Prove the following identity:
$$F_{2n+1}=3F_{2n-1}-F_{2n-3}$$
So far I know that $F_n=F_{n-1}-F_{n-2}\implies F_{2n+1}=F_{2n}+F_{2n-1}$
Just not sure where to go from here to get to the conclusion.
Note: $F_i$ is the $i^{\textrm{th}}$ term of the Fibonacci sequence with $F_0=0, F_1=F_2=1$.
On
Using the recurrence $F_{k+1} = F_k + F_{k-1}$ twice we find
\begin{align}F_{2n+1} &= F_{2n} + F_{2n-1} \\ &\underset{(1)}{=} F_{2n-1} + F_{2n-2} + F_{2n-1}\\ &= 2F_{2n-1} + F_{2n-2}\\ &\underset{(2)}{=} 2F_{2n-1} + F_{2n-1} - F_{2n-3}\\ &= 3F_{2n-1} - F_{2n-3}. \end{align}
The recurrence was used in $(1)$ and $(2)$.

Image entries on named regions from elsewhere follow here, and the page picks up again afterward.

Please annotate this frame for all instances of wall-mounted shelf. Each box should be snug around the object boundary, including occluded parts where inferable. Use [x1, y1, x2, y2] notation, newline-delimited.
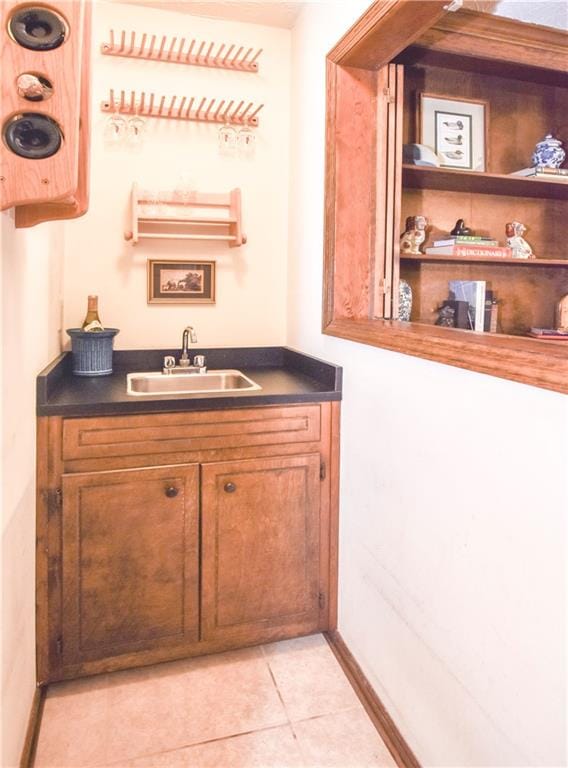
[402, 165, 568, 200]
[101, 29, 262, 72]
[124, 184, 247, 248]
[101, 88, 264, 127]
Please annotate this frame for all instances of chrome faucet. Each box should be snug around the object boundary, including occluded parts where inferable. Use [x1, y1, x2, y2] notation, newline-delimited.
[162, 325, 207, 375]
[183, 325, 201, 368]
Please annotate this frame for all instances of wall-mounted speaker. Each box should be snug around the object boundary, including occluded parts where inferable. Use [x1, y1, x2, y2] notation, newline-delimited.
[0, 0, 91, 226]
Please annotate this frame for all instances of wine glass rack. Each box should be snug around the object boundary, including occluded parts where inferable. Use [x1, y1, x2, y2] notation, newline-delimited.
[101, 29, 262, 72]
[124, 184, 247, 248]
[101, 88, 264, 128]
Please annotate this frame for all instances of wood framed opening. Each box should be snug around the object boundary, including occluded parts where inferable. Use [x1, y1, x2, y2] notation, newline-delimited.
[323, 0, 568, 392]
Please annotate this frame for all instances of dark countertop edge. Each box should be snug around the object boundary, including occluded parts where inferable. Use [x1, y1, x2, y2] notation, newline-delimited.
[37, 392, 341, 418]
[36, 347, 342, 416]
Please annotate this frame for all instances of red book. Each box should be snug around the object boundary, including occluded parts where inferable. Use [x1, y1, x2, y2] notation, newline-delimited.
[426, 245, 513, 259]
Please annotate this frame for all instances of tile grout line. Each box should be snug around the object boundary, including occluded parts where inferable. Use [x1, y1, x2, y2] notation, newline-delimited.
[260, 645, 307, 765]
[93, 723, 287, 768]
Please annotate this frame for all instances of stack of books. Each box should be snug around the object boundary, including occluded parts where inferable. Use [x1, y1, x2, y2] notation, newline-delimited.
[426, 235, 513, 259]
[511, 165, 568, 183]
[529, 328, 568, 341]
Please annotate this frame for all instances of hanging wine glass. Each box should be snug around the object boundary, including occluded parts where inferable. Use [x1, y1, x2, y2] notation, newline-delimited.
[104, 112, 127, 146]
[219, 123, 238, 155]
[238, 124, 256, 157]
[140, 187, 160, 219]
[126, 105, 146, 148]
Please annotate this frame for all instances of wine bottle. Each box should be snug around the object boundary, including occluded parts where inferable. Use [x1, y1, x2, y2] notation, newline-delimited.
[81, 296, 104, 333]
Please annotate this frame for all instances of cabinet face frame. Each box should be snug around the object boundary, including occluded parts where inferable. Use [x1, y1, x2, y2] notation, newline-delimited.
[322, 0, 568, 393]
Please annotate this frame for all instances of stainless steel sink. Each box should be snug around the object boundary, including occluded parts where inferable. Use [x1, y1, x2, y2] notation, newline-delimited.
[126, 371, 262, 395]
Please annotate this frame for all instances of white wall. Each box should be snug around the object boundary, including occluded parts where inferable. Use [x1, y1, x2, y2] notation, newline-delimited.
[288, 0, 568, 766]
[65, 2, 290, 349]
[0, 212, 62, 768]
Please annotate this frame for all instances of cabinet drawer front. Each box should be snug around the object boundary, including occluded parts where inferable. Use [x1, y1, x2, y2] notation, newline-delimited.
[63, 404, 321, 461]
[62, 465, 199, 664]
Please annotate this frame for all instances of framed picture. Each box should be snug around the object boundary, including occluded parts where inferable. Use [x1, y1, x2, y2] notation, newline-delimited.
[418, 93, 488, 172]
[148, 259, 215, 304]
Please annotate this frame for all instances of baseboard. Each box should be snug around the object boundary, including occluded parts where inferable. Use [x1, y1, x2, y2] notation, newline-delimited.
[20, 685, 47, 768]
[325, 631, 421, 768]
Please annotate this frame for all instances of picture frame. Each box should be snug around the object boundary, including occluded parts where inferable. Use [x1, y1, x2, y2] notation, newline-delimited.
[147, 259, 215, 304]
[418, 93, 489, 173]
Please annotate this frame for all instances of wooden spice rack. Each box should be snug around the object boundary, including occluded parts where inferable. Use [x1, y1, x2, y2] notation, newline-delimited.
[124, 184, 247, 248]
[101, 29, 262, 72]
[101, 88, 264, 128]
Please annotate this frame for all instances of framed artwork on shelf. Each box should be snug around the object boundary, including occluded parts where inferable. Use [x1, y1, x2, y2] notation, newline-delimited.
[418, 93, 488, 172]
[148, 259, 215, 304]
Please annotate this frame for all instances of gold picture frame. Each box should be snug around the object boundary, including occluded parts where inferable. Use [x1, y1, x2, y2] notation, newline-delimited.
[148, 259, 215, 304]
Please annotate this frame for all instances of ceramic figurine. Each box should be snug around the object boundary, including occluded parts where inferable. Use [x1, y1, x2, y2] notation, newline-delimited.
[398, 280, 412, 323]
[556, 294, 568, 331]
[400, 216, 427, 256]
[532, 133, 566, 168]
[505, 221, 536, 259]
[435, 304, 456, 328]
[450, 219, 473, 237]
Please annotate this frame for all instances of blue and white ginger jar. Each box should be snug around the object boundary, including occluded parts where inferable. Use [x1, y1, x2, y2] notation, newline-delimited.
[532, 133, 566, 168]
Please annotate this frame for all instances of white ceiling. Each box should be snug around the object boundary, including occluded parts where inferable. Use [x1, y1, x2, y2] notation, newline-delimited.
[109, 0, 306, 29]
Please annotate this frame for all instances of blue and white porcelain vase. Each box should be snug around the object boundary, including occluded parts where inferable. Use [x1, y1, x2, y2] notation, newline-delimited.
[398, 280, 412, 323]
[532, 133, 566, 168]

Given that the sequence $\{F_n\}_{n\in\mathbb{N}}$ has a characteristic polynomial $p(x)=x^2-x-1$ with roots $\phi,\bar{\phi}$, then both the sequences $\{F_{2n}\}_{n\in\mathbb{N}}$ and $\{F_{2n+1}\}_{n\in\mathbb{N}}$ have a characteristic polynomial with roots $\phi^2=1+\phi,\bar{\phi}^2=1+\bar\phi$, hence the characteristic polynomial of $\{F_{2n+1}\}_{n\in\mathbb{N}}$ is $p(x-1)=x^2-3x+1$ from which it follows that:
$$ F_{2n+5} = 3 F_{2n+3}-F_{2n+1}. \tag{1}$$ It is sufficient to check that $(1)$ holds for $n=0,1$ in order that it holds for every $n$ by induction.
If you're still unsatisfied, notice that $(1)$ is equivalent to: $$ F_{2n+4} = 2 F_{2n+3}-F_{2n+1} = F_{2n+3} + F_{2n+2} \tag{2}$$ that is pretty straightforward.